There are lots of things news editors love to focus on that I too wish they wouldn’t. Among them, certainly, are freak incidents of rape and murder; so too are those dreary front-page splashes advertising the government’s latest eye-catching initiatives. I loathe the former because they’re prurient, unedifying and exploitative of private grief; I despise the latter for they are essentially press releases on behalf of administrations whose cynical machinations our media should be holding to account, not tacitly endorsing.

Indeed, as the perfect emblem of the way our supposedly free and frank media holds our politicians to account but not really, I give you the MPs’ expenses scandal. Yes, of course I see why the papers went big on it — the duck house! The bath plug! — but ultimately, I’d argue, it did far more harm than good.

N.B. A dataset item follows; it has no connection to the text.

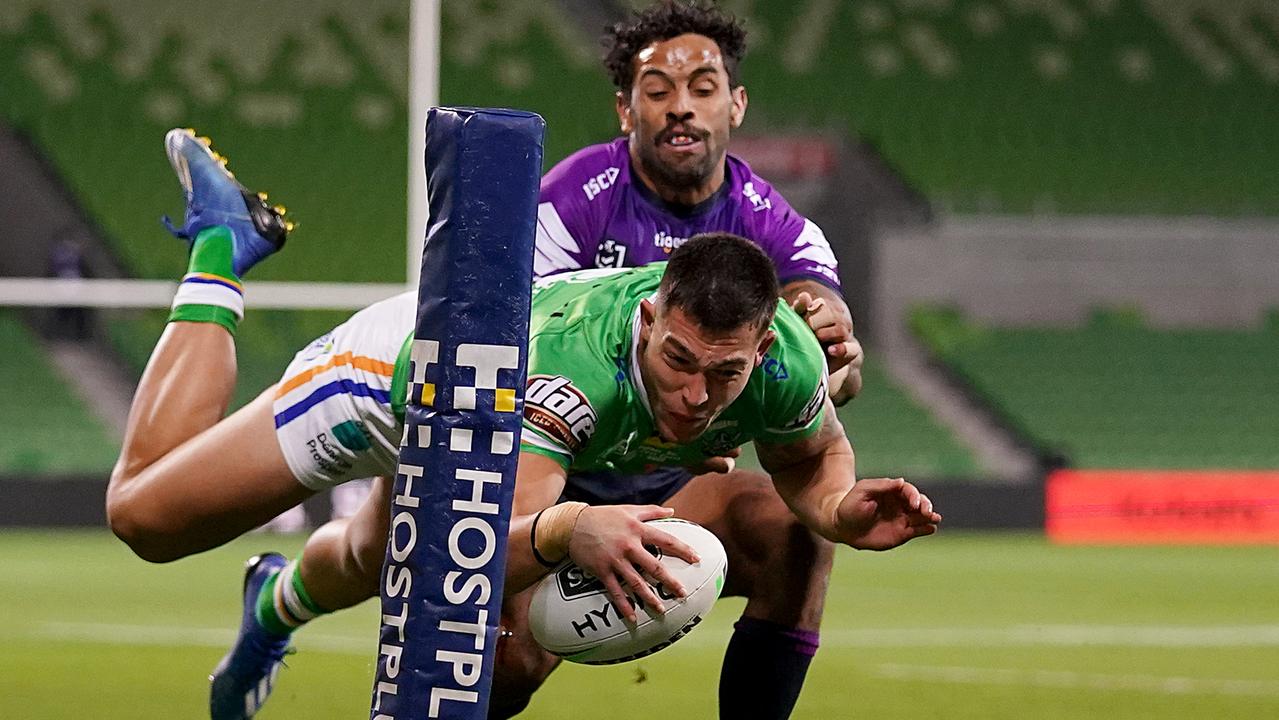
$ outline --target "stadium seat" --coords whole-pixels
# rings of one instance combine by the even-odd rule
[[[919,310],[916,334],[1039,446],[1076,467],[1279,468],[1279,325],[986,328]]]
[[[12,311],[0,311],[0,474],[104,476],[119,445],[50,367],[39,341]]]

A year before the scandal, let us not forget, all but seven MPs voted for the 2008 Climate Change Act, which committed Britain to legally binding carbon emissions targets at the cost of £18 billion a year till 2050. The damage this ill-considered legislation will inflict is almost incalculable — affecting everything from industrial competitiveness to the number of old people who freeze to death in fuel poverty. Yet where was the serious media scrutiny or criticism which might have prevented it?

Almost nowhere. Imagine if, instead of ridiculing our MPs’ pitiful, shabby attempts to bump up their feeble earnings, we had instead encouraged them to vote themselves a pay rise up to, say, £1 million a year — on condition that from henceforward they did their jobs properly. On this basis, the Climate Change Act would never have happened and at a stroke we would have saved ourselves at least £17 billion a year.

See what I mean about news priorities?